ID :
85028
Sun, 10/18/2009 - 16:43
Auther :
Shortlink :
https://oananews.org//node/85028
The shortlink copeid
South Korea sees no large-scale aid for North
SEOUL, Oct. 18 (Yonhap) -- South Korea is not considering providing any
large-scale aid to the impoverished North despite Pyongyang's official request
for humanitarian assistance, a senior government official said Sunday.
North Korea presented the request during Red Cross talks over cross-border family
reunions on Friday, its first official call for aid after President Lee Myung-bak
took office last year. Pyongyang did not specify what kind of humanitarian aid it
wants from the South, which responded that it would review the request.
When political relations thrived with liberal governments in Seoul, the South
customarily sent hundreds of thousands of tons of rice and fertilizer annually to
the North on occasions of reunions for families separated by the 1950-53 Korean
War. But massive aid came to a halt after the conservative Lee took power with
his policy priority on the termination of the North's nuclear program.
"In the current situation, it's difficult to provide large-scale aid," the
high-level official at the Unification Ministry told reporters at an informal
meeting, requesting anonymity.
"The government will consider (small-scale) assistance for vulnerable groups
there like infants and children," he said.
The remarks mirrored Seoul's unwavering position to condition inter-Korean
exchanges on progress in the North's denuclearization.
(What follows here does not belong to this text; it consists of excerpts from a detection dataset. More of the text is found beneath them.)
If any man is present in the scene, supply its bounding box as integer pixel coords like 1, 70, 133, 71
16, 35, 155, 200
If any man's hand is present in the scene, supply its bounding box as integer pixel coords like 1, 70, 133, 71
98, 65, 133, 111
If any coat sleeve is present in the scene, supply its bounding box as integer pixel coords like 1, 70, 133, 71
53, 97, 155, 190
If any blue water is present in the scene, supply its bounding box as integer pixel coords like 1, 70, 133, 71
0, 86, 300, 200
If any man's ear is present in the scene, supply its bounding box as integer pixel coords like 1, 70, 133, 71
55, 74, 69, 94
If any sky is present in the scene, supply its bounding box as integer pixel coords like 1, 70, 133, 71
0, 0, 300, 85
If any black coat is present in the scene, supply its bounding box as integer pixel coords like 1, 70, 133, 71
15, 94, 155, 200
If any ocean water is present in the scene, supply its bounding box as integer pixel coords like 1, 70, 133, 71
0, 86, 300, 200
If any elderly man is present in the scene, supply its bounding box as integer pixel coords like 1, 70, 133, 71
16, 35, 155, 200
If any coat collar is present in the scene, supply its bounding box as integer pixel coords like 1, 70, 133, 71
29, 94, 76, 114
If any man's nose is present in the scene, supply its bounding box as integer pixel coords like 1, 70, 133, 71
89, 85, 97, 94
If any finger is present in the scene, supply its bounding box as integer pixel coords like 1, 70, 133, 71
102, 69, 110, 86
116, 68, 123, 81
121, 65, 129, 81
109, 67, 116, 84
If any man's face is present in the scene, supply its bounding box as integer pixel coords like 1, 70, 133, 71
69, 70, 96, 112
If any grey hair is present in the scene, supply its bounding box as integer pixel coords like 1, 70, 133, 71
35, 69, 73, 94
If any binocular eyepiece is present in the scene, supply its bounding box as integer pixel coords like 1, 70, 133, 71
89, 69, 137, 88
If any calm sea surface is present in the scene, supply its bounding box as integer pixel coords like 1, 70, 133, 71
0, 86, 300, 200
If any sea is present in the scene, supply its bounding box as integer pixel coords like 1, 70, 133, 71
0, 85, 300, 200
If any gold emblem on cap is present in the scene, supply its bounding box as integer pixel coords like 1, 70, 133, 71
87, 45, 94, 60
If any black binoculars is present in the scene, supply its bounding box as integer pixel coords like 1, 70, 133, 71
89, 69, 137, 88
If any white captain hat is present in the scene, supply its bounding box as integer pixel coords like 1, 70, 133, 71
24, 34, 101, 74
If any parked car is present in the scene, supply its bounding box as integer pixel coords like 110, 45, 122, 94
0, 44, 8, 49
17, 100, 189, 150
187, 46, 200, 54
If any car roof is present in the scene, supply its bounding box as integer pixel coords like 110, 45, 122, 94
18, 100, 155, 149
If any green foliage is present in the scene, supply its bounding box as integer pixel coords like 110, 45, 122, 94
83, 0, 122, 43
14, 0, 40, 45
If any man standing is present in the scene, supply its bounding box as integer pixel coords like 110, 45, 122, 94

South Korea has also been
consistently backing U.N. punitive sanctions imposed over the North's nuclear
test in May, which aims to cut cash flows and outside aid to the country so as to
stem its funding to atomic and missile programs.
Large-scale rice and fertilizer aid "goes beyond the boundary of purely
humanitarian assistance," the official said. "In the current situation, to
provide aid at such a level is far from the government's policy principle toward
North Korea."
The official said the ministry will collect opinions from the legislature and
other government agencies during an Oct. 23 parliamentary audit session on the
ministry.
Regarding the kind of amount of aid Seoul might give, a different official, also
on condition of anonymity, said less than five tons of corn aid was expected.
At the Red Cross talks, South Korea proposed holding family reunions next month
and around the traditional Lunar New Year's holiday of Seol in February. North
Korea raised the humanitarian issue to go in tandem with reunion events.
The most recent round of family reunions, held in late September at Mount Kumgang
on the North's east coast, was the first in nearly two years.